Trouble with the Hammersmith flyover - currently closed for repairs after what look like pretty major defects were found in the structure - makes one ponder on London's major motorway infrastructure, or rather the lack of it. Paris got its Peripherique in the 1960s. Equivalent plans for London were drawn up at that time, but only small parts of a proposed inner motorway box were ever implemented, such as the West Cross Route spur road next to Westfield in West London, and the East Cross Route at Hackney Wick. These, together with the Hammersmith flyover and the elevated part of the A40, are among the few big-scale postwar road structures that were built close to the city centre.
It's not hard, looking at a map of London, to join the dots between the bits that were built and work out where to put most of London's peripherique, but there are a few places where there's no obvious way through. You can draw your own route and check your work on a rather wonderful website for road enthusiasts, www.cbrd.co.uk, which tells the story and provides a link to a map, overlaid on Google maps, showing in some detail where all the roads would have gone. Camden Lock, for example, would have benefitted from an east-west flyover with a massive and complex grade separated junction, just north of the canal, much more substantial than anything built at Hammersmith.
It's hard to imagine anything on this scale coming forward today in London - and interesting to speculate on how people would react if it turns out to be necessary to rebuild the Hammersmith flyover from scratch. Roadbuilding is even more disruptive than railway building, and even rail lines bring the out the nimbies in force, and we have seen this week with the reactions to the HS2 proposals. But if you lived in Hammersmith, would you rather have a replacement flyover, which would probably turn out to be bigger than the one that is there now, or a lot more traffic through your town centre? It may be a good time to invest in tunnelling companies.

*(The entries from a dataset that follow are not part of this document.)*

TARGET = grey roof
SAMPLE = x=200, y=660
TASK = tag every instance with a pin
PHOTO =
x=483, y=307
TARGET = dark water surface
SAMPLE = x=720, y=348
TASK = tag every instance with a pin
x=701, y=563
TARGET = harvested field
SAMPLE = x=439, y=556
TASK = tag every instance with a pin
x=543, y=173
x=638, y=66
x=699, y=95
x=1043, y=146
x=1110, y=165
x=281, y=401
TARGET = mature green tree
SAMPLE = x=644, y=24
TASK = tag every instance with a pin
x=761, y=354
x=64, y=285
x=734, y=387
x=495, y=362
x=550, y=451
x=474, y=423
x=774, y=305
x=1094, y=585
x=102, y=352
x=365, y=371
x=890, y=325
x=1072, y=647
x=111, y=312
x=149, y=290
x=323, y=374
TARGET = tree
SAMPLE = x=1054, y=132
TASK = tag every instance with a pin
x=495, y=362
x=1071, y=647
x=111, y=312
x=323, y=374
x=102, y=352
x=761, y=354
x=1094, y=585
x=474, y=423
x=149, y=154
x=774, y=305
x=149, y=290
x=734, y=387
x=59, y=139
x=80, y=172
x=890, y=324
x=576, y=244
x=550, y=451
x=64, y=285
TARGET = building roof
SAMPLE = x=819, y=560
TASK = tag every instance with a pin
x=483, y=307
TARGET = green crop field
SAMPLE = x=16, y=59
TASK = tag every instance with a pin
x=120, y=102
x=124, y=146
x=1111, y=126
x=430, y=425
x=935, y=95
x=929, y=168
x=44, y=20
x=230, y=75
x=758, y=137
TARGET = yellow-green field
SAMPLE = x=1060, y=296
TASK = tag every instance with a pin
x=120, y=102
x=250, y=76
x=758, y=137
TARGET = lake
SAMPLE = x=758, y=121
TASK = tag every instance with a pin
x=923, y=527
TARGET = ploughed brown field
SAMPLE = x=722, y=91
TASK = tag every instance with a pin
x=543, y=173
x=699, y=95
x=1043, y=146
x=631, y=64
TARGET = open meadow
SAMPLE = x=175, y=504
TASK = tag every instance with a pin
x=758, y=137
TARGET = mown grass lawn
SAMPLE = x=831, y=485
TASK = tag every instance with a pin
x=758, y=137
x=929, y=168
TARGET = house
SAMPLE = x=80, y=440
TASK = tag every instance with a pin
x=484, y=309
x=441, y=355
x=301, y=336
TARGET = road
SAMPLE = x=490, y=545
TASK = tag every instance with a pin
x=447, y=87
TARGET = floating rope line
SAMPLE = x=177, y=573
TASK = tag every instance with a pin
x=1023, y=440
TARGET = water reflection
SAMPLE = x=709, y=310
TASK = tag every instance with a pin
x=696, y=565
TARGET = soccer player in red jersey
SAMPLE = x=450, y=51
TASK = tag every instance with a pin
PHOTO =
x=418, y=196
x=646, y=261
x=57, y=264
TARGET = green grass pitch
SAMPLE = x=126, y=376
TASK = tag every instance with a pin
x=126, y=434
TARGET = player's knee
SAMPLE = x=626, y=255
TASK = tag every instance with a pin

Finding oneself stuck in traffic on the London road network that we ended up with instead of the motorway box - say on Warwick Road - with several lanes of one way traffic directed through a residential street network that in places is pretty much as built in the nineteenth century - leads one to wonder whether London or Paris came out better off from the 1960s roadbuilding boom. The two systems, of course, are near perfect mirrors of their respective countries: Cartesian rigour and Napoleonic dirigisme vs. English compromise and muddling through - or do I mean pragmatism?